Distributed Systems Fundamentals Part 1 or: How I Learned To Start Worrying and Confront the Possibility of Message Loss

At TheoremOne, we approach problems by reasoning about them from first principles. To truly understand a problem and be confident about your solution, you must have a working understanding of the fundamental constructs and motivating logic behind what you’re doing. In this spirit, we’re releasing a a blog series about the fundamentals of distributed systems. This post is the first of that series.

Whether we know it or not, every solution we build is a distributed system, and sound analysis of the distributed nature of a solution is critical to its reliability. Reading this blog series and thinking critically about how it applies to your work will put you well on your way to internalizing these concepts and leveraging them to build rock-solid solutions that will stand the test of time.

A Tale of Two Generals

When you start learning about distributed systems, one of the first topics covered is usually the Two Generals’ Problem - a thought experiment meant to demonstrate the implications of unreliable communication in a simple and intuitive way.

In the scenario, two generals need to communicate via messengers to come to a consensus about a plan of attack, while a hostile army lies between them with some non-zero probability of capturing the messengers. The generals cannot detect when the messengers are captured, because they only know about the messages they receive and because the absence of evidence is not the evidence of absence. As a result, even if some of the messengers get past the enemy forces without being captured, it is impossible to construct a messaging protocol that will guarantee the two generals to become mutually certain of their agreement in any finite period of time.

an illustration of The Two Generals' Problem

Why is this fundamental concept illustrated in terms of warfare? Because the first lesson of distributed systems is to treat every move you make as if it is in hostile territory. Much like the study of security, the study of distributed systems is based on a profound paranoia. Much like the philosophical skepticism of John Locke, there is nothing in this world that you can be certain about other than what you have directly observed. When you learn to question everything you hold dear, you’ll be off to a great start in distributed systems.

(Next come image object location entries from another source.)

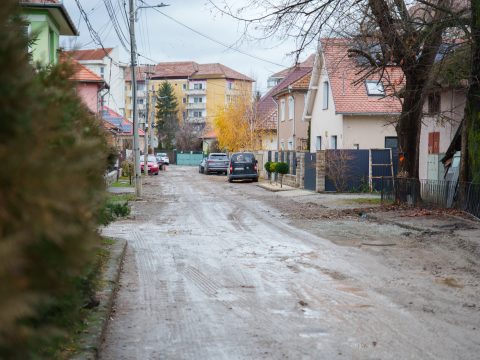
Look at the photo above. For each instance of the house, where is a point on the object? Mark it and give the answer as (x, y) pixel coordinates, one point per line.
(200, 88)
(88, 84)
(124, 129)
(346, 113)
(106, 64)
(266, 107)
(46, 21)
(292, 130)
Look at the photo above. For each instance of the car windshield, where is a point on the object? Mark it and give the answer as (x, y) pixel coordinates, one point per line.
(243, 157)
(219, 157)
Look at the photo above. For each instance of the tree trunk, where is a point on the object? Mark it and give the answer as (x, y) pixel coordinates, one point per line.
(410, 124)
(470, 164)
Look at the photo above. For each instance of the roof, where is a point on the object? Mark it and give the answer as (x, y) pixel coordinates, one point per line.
(191, 69)
(266, 108)
(124, 126)
(308, 62)
(81, 73)
(89, 54)
(298, 79)
(57, 11)
(350, 97)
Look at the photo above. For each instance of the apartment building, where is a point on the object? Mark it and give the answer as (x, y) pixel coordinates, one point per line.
(202, 89)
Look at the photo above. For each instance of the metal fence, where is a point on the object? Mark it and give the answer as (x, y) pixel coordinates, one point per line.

What kinds of things do we hold dear?

that the user’s request reached our application
that our application wrote the change to the database
that the database wrote the change to disk
that the changes were replicated to the distributed database replicas
etc…

The Two Generals’ Problem teaches us that each of these occurrences is called into question - they may fail to occur due to message loss. If we use a response message to confirm success, that too can be lost. With each action we take, we must confront this uncertainty because the messages that cause the actions (along with the execution of the actions themselves) are transmitted across an unreliable communication medium.

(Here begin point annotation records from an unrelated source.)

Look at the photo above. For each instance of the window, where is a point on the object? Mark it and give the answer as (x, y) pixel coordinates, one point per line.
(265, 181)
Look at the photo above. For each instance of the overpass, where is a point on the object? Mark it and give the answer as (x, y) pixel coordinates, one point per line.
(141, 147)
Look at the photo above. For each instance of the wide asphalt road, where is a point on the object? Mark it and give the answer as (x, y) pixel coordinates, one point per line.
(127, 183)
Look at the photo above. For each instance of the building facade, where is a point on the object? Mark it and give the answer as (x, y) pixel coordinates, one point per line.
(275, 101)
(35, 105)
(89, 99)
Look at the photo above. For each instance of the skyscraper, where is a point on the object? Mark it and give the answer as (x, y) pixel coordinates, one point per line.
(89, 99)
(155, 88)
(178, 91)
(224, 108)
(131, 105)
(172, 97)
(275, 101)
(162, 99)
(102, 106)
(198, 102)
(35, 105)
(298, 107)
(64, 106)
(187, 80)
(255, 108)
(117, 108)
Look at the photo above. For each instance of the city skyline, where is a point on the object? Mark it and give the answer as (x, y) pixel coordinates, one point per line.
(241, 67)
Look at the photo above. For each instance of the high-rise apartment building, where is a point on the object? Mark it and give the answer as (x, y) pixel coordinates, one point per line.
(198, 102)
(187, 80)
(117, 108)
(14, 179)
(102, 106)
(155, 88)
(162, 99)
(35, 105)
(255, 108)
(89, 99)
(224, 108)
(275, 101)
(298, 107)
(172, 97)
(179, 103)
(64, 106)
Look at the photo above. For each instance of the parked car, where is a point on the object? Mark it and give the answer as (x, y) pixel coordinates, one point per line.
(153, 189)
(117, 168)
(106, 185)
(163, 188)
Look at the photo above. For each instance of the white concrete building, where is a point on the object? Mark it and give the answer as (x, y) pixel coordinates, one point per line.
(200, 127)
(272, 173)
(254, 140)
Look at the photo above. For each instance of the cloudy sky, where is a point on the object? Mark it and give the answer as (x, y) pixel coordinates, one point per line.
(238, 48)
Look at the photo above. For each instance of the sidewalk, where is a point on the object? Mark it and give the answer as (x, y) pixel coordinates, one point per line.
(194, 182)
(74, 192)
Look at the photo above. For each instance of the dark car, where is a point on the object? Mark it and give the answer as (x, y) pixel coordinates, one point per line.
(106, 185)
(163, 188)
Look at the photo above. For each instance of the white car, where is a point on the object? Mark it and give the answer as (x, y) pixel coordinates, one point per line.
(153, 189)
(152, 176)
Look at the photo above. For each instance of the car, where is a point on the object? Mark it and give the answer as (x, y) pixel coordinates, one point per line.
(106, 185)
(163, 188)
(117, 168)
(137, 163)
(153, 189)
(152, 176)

What counts as an unreliable communication medium?

It's important to remember that the unreliable medium in question isn't just the space between servers (the network), but also the space between a server and its disk (the kernel, the disk buffer, etc), and even the space between two consecutive CPU instructions in a single program (the possibility of the program's execution being suddenly interrupted). That is, just because the figure below is shown with only three "hops" between entities doesn't mean there aren't more opportunities for failure. Indeed, if we understand the system as Zeno would, we see that it could be divided into an infinite number of hops with correspondingly infinite opportunities for failure!

In other words, every medium is unreliable, and every system is a distributed system - we make distinctions by degree and not by kind.

Dealing with Uncertainty

We’ve seen that message loss is always possible, and success cannot be guaranteed, so how do we move forward and build practical systems? The second lesson of distributed systems is that systems be made robust by understanding and confronting failure. So let’s start by taking a look at some of the failure modes that can arise.

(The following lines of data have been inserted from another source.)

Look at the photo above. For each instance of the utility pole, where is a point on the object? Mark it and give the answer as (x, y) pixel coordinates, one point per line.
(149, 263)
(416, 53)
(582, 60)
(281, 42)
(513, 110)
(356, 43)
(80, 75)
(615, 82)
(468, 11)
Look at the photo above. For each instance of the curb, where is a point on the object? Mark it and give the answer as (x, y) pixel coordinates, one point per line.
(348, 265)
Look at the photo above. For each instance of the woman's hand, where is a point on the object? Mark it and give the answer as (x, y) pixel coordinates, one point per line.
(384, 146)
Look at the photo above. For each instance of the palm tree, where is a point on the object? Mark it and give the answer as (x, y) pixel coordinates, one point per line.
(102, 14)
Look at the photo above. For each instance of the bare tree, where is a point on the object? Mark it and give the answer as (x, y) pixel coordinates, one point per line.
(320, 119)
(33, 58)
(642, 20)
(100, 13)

an illustration of the implications of a lost message

As shown in Figure 2, in the event of message loss, we (represented by the requesting entity on the left) cannot distinguish whether the final action was triggered (implying it was the response that was lost) or not (because it was the request that was lost).

Already, even with this elementary thought experiment, we are confronted with one of the perennial dilemmas of distributed systems: “at least once” delivery versus “at most once” delivery.

If we assume the worst (that a missing confirmation implies the action didn’t finish), then we want to retry until we get a confirmation. But in the event of message loss, we risk delivering the message more than once. Alternatively, we can avoid retrying entirely to avoid the risk of delivering more than once, but we in turn run the risk of delivering the message less than once (that is, not at all).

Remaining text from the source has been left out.